I'm a year 6 medical intern (the equivelant to M3) currently rotating at the internal medicine ward a busy tertiary teaching hospital in a large city. For clarification, 6th year interns in my university take night calls and are basically made to be hospitalists at night. That means we admit the patient, take their history, check their labs, plaxe orders for tests and medications and contact the needed apecialists.
I was doing my morning pre-round on my patients (I am responsible for 6 patients) before the resident arrived and preparing the patients for presebting them at the walking round with the resident.
There was a new case that was admitted yesterday by a fellow intern who was on-call last night. The case was a 59 years old male patient known to have COPD, DM2 that presented with a 3-day history of difficulty breathing, shortness of breath and non-productive coughing. The patient had bilateral crackling on lung auscultation and his chest xray revealed bilateral pulmonary infiltrates and bilateral pleural effusions. His labs revealed an elevated WBC at 10.49 and an elevated CRP at 13.6.
The patient was first seen by the Emergency Medicine resident at the ER, where the patient was made to stay for 4 hours while a bed was made available at the medicine ward. The admission order included Clarithromycin and Ceftriaxone, bronchodilator nebulizers and inhaled corticosteroids and furosemide diuretic. A cardiologist was also supposedly informed about the patient and had put an order for a cardiac ECHO tomorrow.
So, it was clear to me, based on the history recorded by my fellow intern and from the admission order by the EM resident that the patient was suffering from a COPD exacerbation secondary to pneumonia, which is a very common reason for hospital admission during the Winter season.
Fast forward to when I am doing the walking round with the resident and we meet attending physician who admited this patient, a pulmonologist/intensivist. We discussed the patient briefly and the attending remarked that he asked the ER physician yesterday to take a troponin level for the patient, as he suspected he might be having a silent MI. Apparently, this troponin level was not taken for sme reason before the patient was admitted to the medicine ward yesterday. So, I go ahead and order troponin level and continue rounding on the other patients with resident.

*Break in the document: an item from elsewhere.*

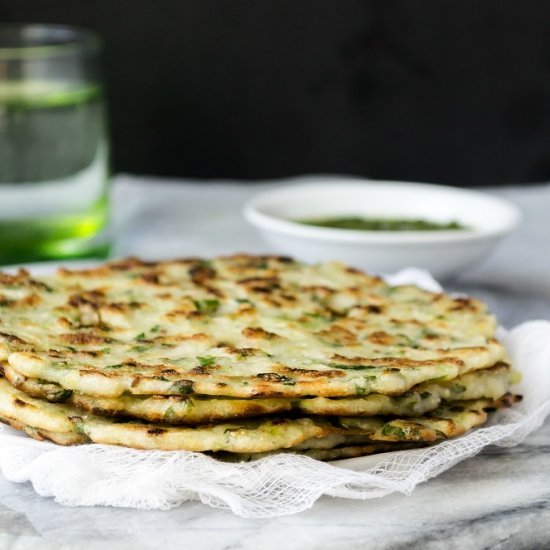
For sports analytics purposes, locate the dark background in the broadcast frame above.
[0,0,550,185]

A few hours later ( I have no idea why it took so long, probably some nurse decided it wasn't too urgent and decided not to promptly take it), the troponin level returns at a whopping 34 units. An ECG was ordered immediately, which showed HUGE ST-elevations fron V1-V4. The patient was having a major anteroseptal MI. He was immediately taken to to coronagraphy unit, where a proximal LAD total occlusion was detected in addition to an RCA occlusion. Towards the end of the cardiac cathetirization, the patient started to crash and went into cardiac arrest (probably due to cardiogenic shock). We performed CPR and ACLSfor 45 minutes, but to no avail and the patient passed away.

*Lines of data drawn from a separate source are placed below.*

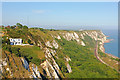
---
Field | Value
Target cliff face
[0,30,117,79]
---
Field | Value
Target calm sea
[102,30,118,57]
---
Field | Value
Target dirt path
[95,41,120,73]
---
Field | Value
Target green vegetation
[55,38,118,78]
[2,23,118,78]
[3,45,45,65]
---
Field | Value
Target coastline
[103,36,120,59]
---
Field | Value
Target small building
[9,38,22,45]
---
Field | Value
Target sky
[2,2,118,29]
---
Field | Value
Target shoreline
[103,36,120,59]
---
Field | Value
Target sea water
[102,30,118,57]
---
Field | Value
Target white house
[9,38,22,45]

Now, here's the kicker. Upon reviewing his file while writing the mortality report, I discovered that the patient had an ECG done in the ER yesterday before being admitted to the foor and IT FUCKIN HAD THE SAME ST ELEVATIONS AS TODAY'S ECG. The patient was having MI ever since he presented to the ER 24 hours ago, but somehow no one checked his first ECG, not the EM resident, not the intern who admitted him yesterday and not me when I was preparing for the my morning round.

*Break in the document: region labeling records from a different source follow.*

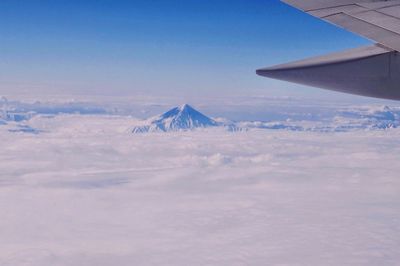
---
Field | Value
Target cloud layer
[0,112,400,266]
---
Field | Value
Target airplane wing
[283,0,400,51]
[257,0,400,100]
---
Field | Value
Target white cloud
[0,115,400,266]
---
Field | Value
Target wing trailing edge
[257,45,400,100]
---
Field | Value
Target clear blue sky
[0,0,368,99]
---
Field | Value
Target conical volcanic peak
[133,104,218,133]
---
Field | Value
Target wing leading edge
[257,0,400,100]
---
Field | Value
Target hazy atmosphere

I can't speak for what happened with my colleagues, but for me, I just don't know why I did not take a look at the ECG. Maybe it was because the history and the medical orders on the patient and his lab findings were all pointing towards one thing and I just had tunnel vision. Maybe its because I assumed everyone did their job and the patient was properly triaged at the ER. Maybe it's because I just assumed the intern who admitted the patient yesterday saw it.
I feel very confused. This patient died because of a medical error and I feel was part of that error. I should have made sure to check all the tests that were made and not assume the diagnosis made at the ER and by my colleages was correct. I shouldn't have assumed that this patient was properly triaged and deemed stable to be admitted to the regular floor, because he wasn't. I definitely feel like I did not do my job properly and I am partly to blame for what happened to the patient. I usally do take a quick look at ECGs if they were made, but it never crossed my mind search for this patient's ECG because hisbwhole clinical picture pointed to a COPD exacerbation and a lung infection.
Legally, I can't be put to blame because I'm only a trainee intern, but from a humane POV, I definitely feel like I made an error. It doesn't help that some of my fellow interns are implying that it was my mistake for not seeing the ECG in the morning pre-round. I would really appreciate your insight into the matter and if you could share your experiences. Ultimately, I want to turn this into a learning experience for later on.